Daniel Diniz <[EMAIL PROTECTED]> added the comment:

Antoine,
All the cases I could find would be more "test" than "use" cases. Given
that most ways to abort I find in 3.0 are related to "undetected error"s
in trunk, I'm almost convinced that 3.0 is right here :)

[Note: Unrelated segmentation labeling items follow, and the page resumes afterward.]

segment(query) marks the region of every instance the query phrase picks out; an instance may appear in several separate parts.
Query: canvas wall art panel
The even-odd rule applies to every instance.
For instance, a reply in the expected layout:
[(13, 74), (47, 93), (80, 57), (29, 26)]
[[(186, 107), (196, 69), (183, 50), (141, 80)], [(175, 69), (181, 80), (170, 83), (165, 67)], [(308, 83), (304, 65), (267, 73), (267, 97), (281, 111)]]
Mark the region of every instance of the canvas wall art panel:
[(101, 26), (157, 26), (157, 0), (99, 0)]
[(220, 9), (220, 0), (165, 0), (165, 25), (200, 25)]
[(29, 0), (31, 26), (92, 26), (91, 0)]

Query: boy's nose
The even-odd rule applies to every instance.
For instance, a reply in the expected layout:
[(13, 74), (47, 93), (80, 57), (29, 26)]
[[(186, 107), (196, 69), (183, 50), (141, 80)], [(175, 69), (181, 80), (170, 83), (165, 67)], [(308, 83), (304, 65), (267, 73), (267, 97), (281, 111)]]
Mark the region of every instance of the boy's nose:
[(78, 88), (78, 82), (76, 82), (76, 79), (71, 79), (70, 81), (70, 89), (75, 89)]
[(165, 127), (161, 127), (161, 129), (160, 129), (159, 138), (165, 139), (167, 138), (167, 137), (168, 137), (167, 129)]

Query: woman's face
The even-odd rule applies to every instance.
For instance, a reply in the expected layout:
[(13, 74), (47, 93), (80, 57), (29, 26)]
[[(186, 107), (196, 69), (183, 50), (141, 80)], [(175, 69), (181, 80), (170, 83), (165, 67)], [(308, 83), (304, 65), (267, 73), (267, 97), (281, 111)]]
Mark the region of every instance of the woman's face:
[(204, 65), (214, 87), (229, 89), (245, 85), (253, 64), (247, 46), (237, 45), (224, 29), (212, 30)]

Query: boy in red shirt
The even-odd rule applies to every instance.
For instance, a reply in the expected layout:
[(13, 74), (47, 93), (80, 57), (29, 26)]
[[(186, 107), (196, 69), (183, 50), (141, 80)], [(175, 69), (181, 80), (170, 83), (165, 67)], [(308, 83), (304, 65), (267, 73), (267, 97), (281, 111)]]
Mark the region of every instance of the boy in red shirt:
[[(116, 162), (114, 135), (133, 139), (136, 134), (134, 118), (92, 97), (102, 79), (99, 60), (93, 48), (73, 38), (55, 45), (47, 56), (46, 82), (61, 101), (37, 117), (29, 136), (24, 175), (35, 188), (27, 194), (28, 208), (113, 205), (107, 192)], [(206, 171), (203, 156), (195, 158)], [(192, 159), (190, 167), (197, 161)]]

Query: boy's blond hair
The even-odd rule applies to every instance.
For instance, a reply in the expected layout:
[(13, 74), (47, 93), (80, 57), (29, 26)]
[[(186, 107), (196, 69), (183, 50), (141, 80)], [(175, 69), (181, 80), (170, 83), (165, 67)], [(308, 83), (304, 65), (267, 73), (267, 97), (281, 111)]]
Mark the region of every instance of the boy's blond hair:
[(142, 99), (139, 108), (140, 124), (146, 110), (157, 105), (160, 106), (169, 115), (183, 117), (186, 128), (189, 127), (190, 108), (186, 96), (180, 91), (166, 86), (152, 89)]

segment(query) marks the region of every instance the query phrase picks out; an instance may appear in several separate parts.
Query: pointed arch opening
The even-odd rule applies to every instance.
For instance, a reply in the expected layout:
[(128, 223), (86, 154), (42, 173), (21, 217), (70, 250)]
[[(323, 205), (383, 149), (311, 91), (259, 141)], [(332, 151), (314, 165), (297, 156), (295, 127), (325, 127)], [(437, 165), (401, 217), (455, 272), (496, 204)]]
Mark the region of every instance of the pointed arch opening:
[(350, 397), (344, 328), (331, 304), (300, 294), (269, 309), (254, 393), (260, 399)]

My last worry is that it'd be kinda easy to get Fatal errors from
sane-ish functions and deeply nested input:
============
class rec:
    def __str__(self):
        return str(self)

def overflower(x):
    try:
        return overflower(x)
    except:
        print (x)

list_rec = [100000000001]
for _ in range(12): list_rec = [[[[[[[[[[[[[[[[[[[[[[[[[[[[[[[[[[[[[[[[[[[
[[[[[[[[[[[[[[[[[[[[[[[[[[[[[[[[[[[[[[[[[list_rec]]]]]]]]]]]]]]]]]]]]]]]]]
]]]]]]]]]]]]]]]]]]]]]]]]]]]]]]]]]]]]]]]]]]]]]]]]]]]]]]]]]]]

str_rec = rec()

overflower(1) # OK
overflower(list_rec) # Aborts
overflower(str_rec) # Aborts
============

Thanks for the feedback!
Attached is a file that shows how trunk is doing something weird when it
works (besides the other reported issues that arise from that).